Professor Henry Greely comments on the idea of genetically engineered intelligence for The California Courier. 

Seems like everybody’s talking Chinese genomics and the art of engineering genius babies these days. But the nation that’s more likely to breed a generation of super-smart, problem-solving kids isn’t the global economic giant currently engaging in a complex, sinister-sounding genetics program-it’s Armenia, a tiny landlocked nation, pop. 3,000,000, that’s still mired in the shadow of a devastating genocide. And it’s going to do it with chess.

First, let’s look at China’s alleged plan. Vice recently ran an uber-popular interviewwith evolutionary psychologist Geoffrey Miller, who believes that the Beijing Genomics Institute is essentially looking for a way for China to breed more intelligent children. Super babies, if you will.
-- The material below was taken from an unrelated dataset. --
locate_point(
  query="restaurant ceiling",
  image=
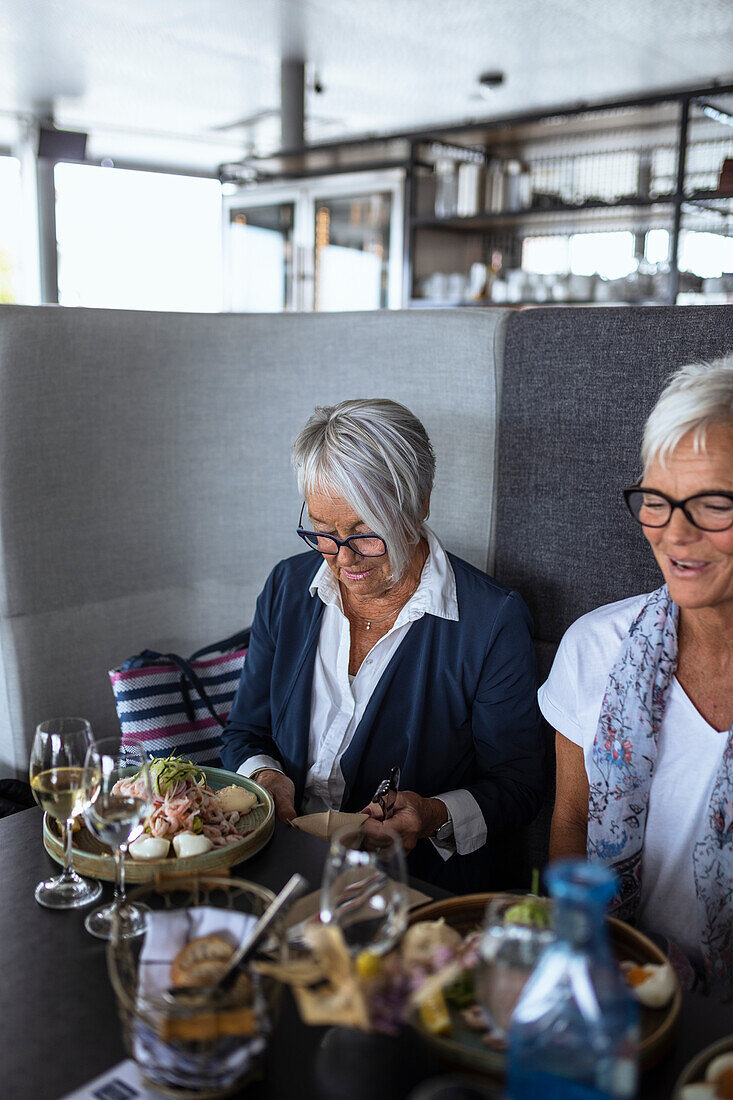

And it’s the largest such effort in the world. More specifically, BGI Shenzen has “collected DNA samples from 2,000 of the world’s smartest people and are sequencing their entire genomes in an attempt to identify the alleles which determine human intelligence.”

If they’re successful in finding them, Miller believes it could pave the way for embryo screenings that would eventually help boost the IQ of children by 15 points per generation, in aggregate. But after the article went viral, there was some significant pushback from the scientific community. Many scientists say IQ is too complex, too reliant on the interplay of genes and environmental factors, to “engineer” for, given our current capabilities. Slate’s Will Oremus collected quotes from a number of skeptics who shared this view, including Hank Greely, director of Stanford’s Center for Law and the Biosciences.

”I think it’s pretty clear that intelligence-if it even exists as an entity, which remains controversial among psychologists-involves a boatload of genes and genetic combinations, all of them substantially mediated through the environment,” Greely told Slate. “The chances that genetic selection is going to lead to really substantial increases in human intelligence in your lifetime are low.”